APA staff recommended and the agency board approved 51 conditions, including no further subdivision or construction on each lot beyond a single-family residence and one auxiliary building. With the conditions, the agency concludes that the subdivision “will not have an undue adverse impact” on the environment, and not result in a loss of any of about 170 acres of wetlands on the site.

Given the finding that the application meets all legal requirements, the agency had little choice but to approve it, APA senior counsel Christopher Cooper said, even if members don’t like the subdivision design. “The board’s role is not to design projects, it’s to review projects that come before it,” he said. “If the project before you meets all the standards and criteria, it should be approved.”

David Gibson, managing partner of Adirondack Wild: Friends of the Forest Preserve, thinks that Cooper is wrong — be believes the APA has significant power to change the project, had it wanted to.

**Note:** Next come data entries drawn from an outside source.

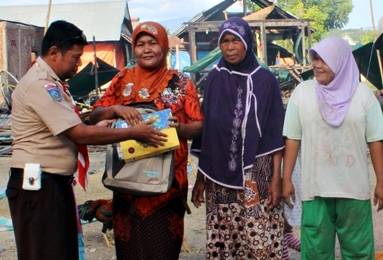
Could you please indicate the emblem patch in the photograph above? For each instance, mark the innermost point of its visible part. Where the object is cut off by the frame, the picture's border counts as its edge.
(144, 93)
(54, 91)
(128, 89)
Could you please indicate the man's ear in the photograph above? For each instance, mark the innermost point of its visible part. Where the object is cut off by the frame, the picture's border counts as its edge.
(53, 53)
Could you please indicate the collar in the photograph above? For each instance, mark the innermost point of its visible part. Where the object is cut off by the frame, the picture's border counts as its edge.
(46, 72)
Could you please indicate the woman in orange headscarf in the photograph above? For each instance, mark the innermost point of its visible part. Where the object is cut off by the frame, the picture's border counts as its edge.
(152, 227)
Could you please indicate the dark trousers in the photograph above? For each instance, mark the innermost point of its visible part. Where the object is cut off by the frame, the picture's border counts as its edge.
(44, 221)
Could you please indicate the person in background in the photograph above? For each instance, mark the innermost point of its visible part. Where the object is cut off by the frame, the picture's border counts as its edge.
(151, 227)
(48, 136)
(335, 119)
(241, 152)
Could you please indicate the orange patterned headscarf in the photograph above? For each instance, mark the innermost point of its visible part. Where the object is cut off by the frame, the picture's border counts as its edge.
(138, 84)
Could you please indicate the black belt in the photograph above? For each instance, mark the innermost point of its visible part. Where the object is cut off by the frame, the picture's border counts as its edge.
(17, 173)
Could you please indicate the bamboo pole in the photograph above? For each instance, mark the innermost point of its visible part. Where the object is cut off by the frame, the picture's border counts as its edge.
(48, 15)
(380, 65)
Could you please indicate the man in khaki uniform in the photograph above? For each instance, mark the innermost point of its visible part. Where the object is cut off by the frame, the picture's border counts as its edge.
(47, 134)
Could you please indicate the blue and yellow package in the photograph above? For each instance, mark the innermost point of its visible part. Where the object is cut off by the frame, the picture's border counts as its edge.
(132, 150)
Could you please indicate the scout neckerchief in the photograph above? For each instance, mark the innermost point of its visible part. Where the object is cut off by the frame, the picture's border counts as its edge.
(82, 156)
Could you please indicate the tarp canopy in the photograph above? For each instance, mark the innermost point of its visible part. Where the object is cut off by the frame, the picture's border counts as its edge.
(84, 81)
(366, 57)
(201, 64)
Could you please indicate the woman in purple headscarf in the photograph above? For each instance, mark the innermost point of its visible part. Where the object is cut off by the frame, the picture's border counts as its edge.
(335, 119)
(241, 150)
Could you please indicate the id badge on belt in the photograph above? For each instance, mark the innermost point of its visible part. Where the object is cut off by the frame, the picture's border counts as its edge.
(32, 176)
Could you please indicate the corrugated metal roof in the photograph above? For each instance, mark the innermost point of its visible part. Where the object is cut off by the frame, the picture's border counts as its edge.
(101, 19)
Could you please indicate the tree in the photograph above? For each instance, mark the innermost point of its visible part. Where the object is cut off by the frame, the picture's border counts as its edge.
(325, 14)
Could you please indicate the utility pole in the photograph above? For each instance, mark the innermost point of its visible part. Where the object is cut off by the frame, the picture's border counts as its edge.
(372, 16)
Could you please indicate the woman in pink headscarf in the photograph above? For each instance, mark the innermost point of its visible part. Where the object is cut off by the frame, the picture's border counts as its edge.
(335, 119)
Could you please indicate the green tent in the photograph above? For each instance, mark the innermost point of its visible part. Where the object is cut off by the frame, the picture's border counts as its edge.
(84, 81)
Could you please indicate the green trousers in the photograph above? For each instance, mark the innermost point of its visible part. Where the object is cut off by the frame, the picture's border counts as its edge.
(349, 219)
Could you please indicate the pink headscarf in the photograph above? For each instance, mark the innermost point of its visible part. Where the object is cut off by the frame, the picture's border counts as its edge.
(334, 99)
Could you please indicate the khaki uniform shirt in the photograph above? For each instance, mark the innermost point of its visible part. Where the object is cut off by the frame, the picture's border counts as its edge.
(41, 111)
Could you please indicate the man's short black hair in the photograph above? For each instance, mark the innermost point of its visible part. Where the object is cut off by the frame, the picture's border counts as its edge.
(63, 35)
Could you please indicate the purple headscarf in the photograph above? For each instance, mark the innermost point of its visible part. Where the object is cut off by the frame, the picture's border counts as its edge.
(243, 114)
(334, 99)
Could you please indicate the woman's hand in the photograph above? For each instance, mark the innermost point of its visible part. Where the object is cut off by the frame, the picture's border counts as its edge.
(288, 192)
(105, 123)
(147, 134)
(129, 114)
(378, 196)
(198, 191)
(274, 197)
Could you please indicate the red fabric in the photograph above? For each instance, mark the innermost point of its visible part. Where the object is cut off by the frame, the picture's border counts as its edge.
(183, 101)
(185, 107)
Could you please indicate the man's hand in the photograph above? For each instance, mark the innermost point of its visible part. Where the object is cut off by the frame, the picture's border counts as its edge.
(129, 114)
(147, 134)
(274, 192)
(105, 123)
(288, 192)
(378, 196)
(198, 191)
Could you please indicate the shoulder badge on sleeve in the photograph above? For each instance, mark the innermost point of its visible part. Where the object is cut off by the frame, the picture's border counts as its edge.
(54, 91)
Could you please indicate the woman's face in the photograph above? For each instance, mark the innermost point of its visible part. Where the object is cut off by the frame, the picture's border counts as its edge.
(233, 49)
(322, 72)
(148, 52)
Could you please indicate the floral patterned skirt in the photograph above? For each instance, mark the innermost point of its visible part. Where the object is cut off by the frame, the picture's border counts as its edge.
(239, 225)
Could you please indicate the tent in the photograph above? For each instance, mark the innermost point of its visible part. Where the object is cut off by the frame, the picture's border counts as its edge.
(84, 81)
(367, 59)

“The problem is that this is not a planning board. This is the Adirondack Park Agency charged by the state Legislature with broad powers to protect the park’s natural resources across six-million acres,” Gibson said. “The Adirondack Park Agency has a higher threshold to meet than a checklist of technical issues. However, today’s APA has unfortunately become a rubber stamp for applicants. APA is allowing applicants to set the parameters of what is approvable, making only polite requests for alternatives.”

Gibson and Bauer both said they expect the homes will be marketed as second homes for well-to-do people who live elsewhere, rather than being for year-round residents.

“The Adirondack Park deserves the best development possible,” Bauer said. “This is not going to go down as an example of good environmental development.”